Śmieszą mnie informacje jakoby niektóre amerykańskie biblioteki zbojkotowały książkę E. L. James poprzez wykluczenie jej ze swoich zbiorów. Ciekawe czy to samo zrobiły z "Pamiętnikiem Fanny Hill", którego miałam okazję czytać. To jest dopiero pornografia. Z niecierpliwością czekam na ekranizację książki, do której prawa kupiło Universal Studios za kwotę pięciu milionów dolarów. Przeniesienie specyficznego klimatu powieści na ekran może być bardzo trudnym zadaniem.
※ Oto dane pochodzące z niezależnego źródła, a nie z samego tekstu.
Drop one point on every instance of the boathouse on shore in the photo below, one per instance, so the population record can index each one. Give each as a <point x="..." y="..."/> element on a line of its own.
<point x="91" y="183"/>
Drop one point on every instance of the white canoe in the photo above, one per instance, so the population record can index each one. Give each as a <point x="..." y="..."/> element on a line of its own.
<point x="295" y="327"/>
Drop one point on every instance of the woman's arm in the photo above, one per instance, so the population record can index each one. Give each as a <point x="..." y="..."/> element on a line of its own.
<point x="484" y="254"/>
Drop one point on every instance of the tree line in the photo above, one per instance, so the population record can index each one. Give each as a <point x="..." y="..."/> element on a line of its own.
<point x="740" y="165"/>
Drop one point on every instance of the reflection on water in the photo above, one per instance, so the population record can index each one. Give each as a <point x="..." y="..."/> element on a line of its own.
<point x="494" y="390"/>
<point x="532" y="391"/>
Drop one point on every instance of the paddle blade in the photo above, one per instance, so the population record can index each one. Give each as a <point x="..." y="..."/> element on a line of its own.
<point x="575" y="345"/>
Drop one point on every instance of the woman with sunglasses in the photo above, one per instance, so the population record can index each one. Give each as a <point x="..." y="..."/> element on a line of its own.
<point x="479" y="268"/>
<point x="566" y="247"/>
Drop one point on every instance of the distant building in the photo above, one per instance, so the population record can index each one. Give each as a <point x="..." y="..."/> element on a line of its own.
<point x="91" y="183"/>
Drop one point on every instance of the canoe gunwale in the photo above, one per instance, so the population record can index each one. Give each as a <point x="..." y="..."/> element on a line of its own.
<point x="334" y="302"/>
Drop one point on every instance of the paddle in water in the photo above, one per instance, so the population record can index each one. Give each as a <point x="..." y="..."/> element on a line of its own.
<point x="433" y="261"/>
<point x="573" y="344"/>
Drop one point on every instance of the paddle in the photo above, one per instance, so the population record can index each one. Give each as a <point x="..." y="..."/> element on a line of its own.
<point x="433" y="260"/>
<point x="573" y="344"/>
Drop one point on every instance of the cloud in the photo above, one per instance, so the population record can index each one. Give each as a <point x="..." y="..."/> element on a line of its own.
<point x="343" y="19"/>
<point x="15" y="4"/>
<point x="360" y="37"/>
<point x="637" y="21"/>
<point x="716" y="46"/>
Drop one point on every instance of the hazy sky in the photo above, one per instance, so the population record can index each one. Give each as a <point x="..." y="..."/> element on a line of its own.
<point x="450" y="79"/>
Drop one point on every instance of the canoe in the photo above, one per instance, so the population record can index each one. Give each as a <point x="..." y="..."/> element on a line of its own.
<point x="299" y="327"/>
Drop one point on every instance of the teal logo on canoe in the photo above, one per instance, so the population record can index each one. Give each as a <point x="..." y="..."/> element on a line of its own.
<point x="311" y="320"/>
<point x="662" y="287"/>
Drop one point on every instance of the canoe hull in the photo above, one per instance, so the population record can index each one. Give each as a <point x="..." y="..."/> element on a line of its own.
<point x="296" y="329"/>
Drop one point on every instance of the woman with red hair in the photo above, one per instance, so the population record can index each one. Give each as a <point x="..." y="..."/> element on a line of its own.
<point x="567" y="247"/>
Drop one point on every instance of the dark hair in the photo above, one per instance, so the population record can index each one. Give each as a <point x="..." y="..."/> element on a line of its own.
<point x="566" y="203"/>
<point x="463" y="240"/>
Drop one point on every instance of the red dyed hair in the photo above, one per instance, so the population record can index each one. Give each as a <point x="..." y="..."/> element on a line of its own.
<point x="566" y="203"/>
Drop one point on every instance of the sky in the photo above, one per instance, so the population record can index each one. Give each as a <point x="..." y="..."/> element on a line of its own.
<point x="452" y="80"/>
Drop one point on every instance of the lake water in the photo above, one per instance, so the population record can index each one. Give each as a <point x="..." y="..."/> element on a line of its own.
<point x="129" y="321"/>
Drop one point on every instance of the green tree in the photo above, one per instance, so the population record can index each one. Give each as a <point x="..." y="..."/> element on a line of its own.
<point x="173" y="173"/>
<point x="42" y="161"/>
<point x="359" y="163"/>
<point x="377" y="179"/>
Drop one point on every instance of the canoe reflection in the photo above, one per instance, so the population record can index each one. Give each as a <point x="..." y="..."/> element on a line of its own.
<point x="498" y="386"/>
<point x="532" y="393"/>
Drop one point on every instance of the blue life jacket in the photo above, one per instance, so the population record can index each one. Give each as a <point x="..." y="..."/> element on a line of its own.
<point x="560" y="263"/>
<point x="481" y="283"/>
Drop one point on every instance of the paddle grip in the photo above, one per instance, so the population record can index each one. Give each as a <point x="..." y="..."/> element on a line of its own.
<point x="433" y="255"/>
Podsumowując, historia Any i Greya jest przykładem literatury masowej, dzięki której można przenieść się do innego świata, bez zbytniego zagłębiania się w fabułę. Nie uważam również, żeby czas zużyty podczas czytania tej powieści, był czasem straconym. Książkę "łyknęłam" w ekspresowym tempie i czekają na mnie dwa kolejne tomy. Przyjemność jaką otrzymałam od autorki dzięki jej wyobraźni jest bezcenna. I nie wstydzę się tego.